The winters will be spent in Florida, hopefully at a spot along the ocean. Summers will be at nearby beaches (Maine, Connecticut) and fall will be spent up in the Catskill Mountains or the Adirondacks. I enjoy planning out our vacation time because it makes me look forward to so many adventures throughout the year. It also makes me realize that a frugal lifestyle can be an enjoyable and exciting one.

Money isn’t everything. But frugality is.
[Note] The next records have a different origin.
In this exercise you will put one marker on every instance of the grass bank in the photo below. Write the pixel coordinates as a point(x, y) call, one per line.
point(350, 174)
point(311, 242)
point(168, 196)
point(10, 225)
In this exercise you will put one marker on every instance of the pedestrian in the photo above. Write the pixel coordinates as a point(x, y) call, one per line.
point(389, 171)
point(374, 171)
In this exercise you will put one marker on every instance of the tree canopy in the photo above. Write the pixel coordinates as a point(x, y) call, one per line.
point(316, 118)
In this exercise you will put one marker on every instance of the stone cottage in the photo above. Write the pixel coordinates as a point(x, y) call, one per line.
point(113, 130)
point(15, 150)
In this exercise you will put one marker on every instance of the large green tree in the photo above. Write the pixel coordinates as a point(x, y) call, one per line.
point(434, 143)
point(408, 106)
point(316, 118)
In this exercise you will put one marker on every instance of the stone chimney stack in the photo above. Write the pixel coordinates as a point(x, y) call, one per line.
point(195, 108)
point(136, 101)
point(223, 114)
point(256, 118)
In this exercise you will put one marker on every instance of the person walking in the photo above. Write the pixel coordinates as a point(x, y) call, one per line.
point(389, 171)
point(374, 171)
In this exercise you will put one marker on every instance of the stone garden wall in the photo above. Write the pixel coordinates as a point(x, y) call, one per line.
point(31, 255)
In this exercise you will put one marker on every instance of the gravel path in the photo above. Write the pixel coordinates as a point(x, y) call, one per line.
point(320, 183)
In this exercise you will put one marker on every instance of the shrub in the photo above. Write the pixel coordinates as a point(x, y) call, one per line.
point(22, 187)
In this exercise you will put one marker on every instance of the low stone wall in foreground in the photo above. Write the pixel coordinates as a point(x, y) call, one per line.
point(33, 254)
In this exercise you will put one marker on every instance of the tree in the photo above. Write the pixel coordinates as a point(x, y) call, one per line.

You can have it all, if you go small.


  1. Wow Cindi, I never thought of purging food or decluttering as frugality. I try to be creative and concentrate on using up my pantry and stretch it to make more meals when I am
    In frugal mode. I will use a pork chop or chicken breast to make a Chinese stirfry that I can have twice with the final serving made into Loméin, soup, or fried rice to add variety. I just cleared my fridge and freezer too by using all my frozen individual servings of soup, meals, and meats. I was proud to only have to throw out two items that were old from The freezer. I then took the time to plan a months worth of meals using the grocery ads for the best meat bargains. Shop rite had a deal through Saturday a whole boneless pork loin for .99 lb. with a$10 purchase.Easy to fulfill with Galbani mozzarella and ricotta and tuturossa tomatoe products on sale. Their ad has so many great bargains in basics -5 lb.potatoes and 3 lb onions 99 cents and Perdue oven stuffer .99 lb beating Aldi price.
    I draw the line in the sand on new lifestyle choices that I won’t give up. Frugal be da____ . I am not going to cut my grass or snow shoveling . And soon I will have a housekeeper.
    And I use to segregate a portion of savings as an Inflation account and I would use this to offset increases in necessities. A friend suggested using some of my savings to take advantage of bonus offers from banks in the area to get this. The retired IBM exec got me hooked on 8% to 14% dividends . Making so much more money. Opening myself up to new possibilities and advice from others has made a world of difference in my passive income. Teaching this old dog new tricks. Sincerely, Lara

    Liked by 1 person

    • Hey Lara. I had a bunch of stuff in my pantry that expired. I cleared it out to make room for better products. Plus I like less clutter. I also had a bunch of bread ends and other unusable stuff in my freezer. When we downsized I bought smaller appliances. I’ve got a smaller fridge and freezer now. No room for clutter.
      Almost all of my financial mishaps came from me listening to others advice. As for me, no one knows better how to handle my financial life than me. I read current events and financial topics from the moment I get up in the morning till I go to bed. Sometimes with my head spinning.
      I’d give anything for a housekeeper. Lucky lucky you. Right now I could use a good massage. Or a chiropractor. Lol! My back and neck are killing me. From housecleaning!!! Ugh!!
      Thanks for your comments.


  2. TI read a lot of financial stuff too and formulate written plans and notes. But Imalso listen to others suggestions and investigate them thoroughly. The combination works for me. I will always be a lifetime learner. You have given me ideas in all of the years I have been reading that I have incorporated into new actions.Sincerely, Lara

    Liked by 2 people

    • Lara, that’s very nice news too hear! I like to look at a person’s life and how they are living. In the past, I have taken the advice from very rich multi-millionaires and THAT advice has never failed me. The trick is getting them to divulge their secrets. LOL!
      Thanks again, for your comment.


  3. Busy busy Saturday grandkids sporting events this morning going to Shoprite and library now after stopping back home for lunch. It’s raining heavy here once again and my one wiper blade shredded so also have to go to Autuzone.